Sprinter Allan Wells – who controversially took part, and won a gold medal, in the 1980 Moscow Olympic Games despite a mass boycott of the event – said that athletes needed to have a “completely clear mind” if they were to compete successfully in Russia and not be living under the shadow of potential attacks.
But Mr Wells, who met organisers of the Winter Olympics on a trip to Russia two years ago, said recent attacks in the region of Volgograd, 400 miles from the Winter Games venue in Sochi, which have left 31 people dead, could deter athletes and organising bodies from travelling to Russia next month.
His comments come after the man in charge of Team GB at next month’s Games, Mike Hay, said he could not confirm that the team will travel to Russia, amid fears over terrorism.
Mr Wells said: “I think they will need reassurance that the security is better for the British Olympic Association to make the decision to go.

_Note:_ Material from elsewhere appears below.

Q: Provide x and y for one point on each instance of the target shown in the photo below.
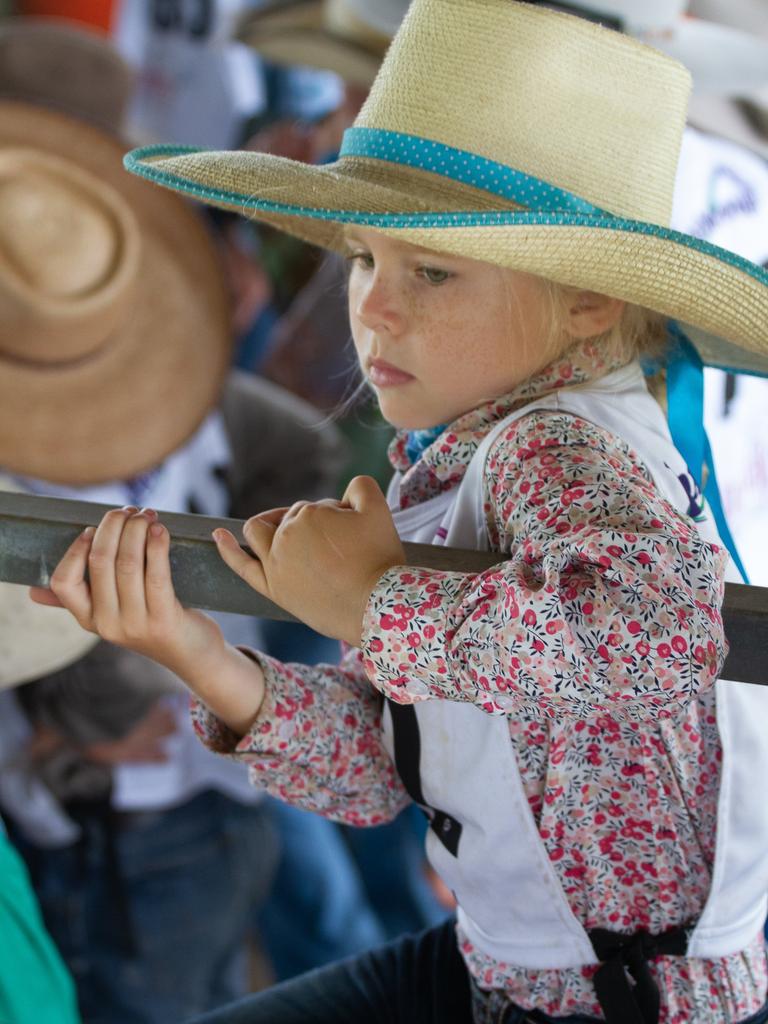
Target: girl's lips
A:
(383, 374)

“For the safety of the athletes, not just those from Britain, but from the world, you just can’t take the chance. It would be a disaster if something was to happen.
“At the moment, the assurances from the Russians are not 100 per cent – it is going to be a hard one to call.”
But he said he believed the Russian security forces would do everything they could to make sure the Games go ahead.
“We had a similar situation with the London Olympics, people were afraid that it would be a terror target, but the right measures were put in place and by the time the Games came around, it wasn’t a concern. But we have to wait and see over the next couple of weeks what happens.”
He added: “If athletes are going to go, then they have to have a clear mind in terms of what they are trying to achieve and they can’t have that thought in their mind that someone is going to blow them up.”
Mr Wells said he had met with the “Russian equivalent of Sebastian Coe” in Moscow two years ago to discuss the upcoming Games as part of a British delegation.
“He was very excited about it and was talking about the facilities that would be built; they were on a high,” Mr Wells said. “Then this [the attacks] all started happening. It will be a major thing for Russia if the attacks have an impact on the Games.”
Team GB’s chef de mission, Mr Hay, from Perth, said in an interview on Sunday that Team GB organisers were paying close attention to the security situation in Russia.
“We are constantly monitoring the situation,” he said. “We cannot say 100 per cent that we are definitely going to the Games because we need to make sure that everything is safe, but we are not contemplating that scenario at the moment.”
He added: “We will be seeking assurances that absolutely everything is being done. And everything we have seen from the Russians at this point would give us a lot of confidence.”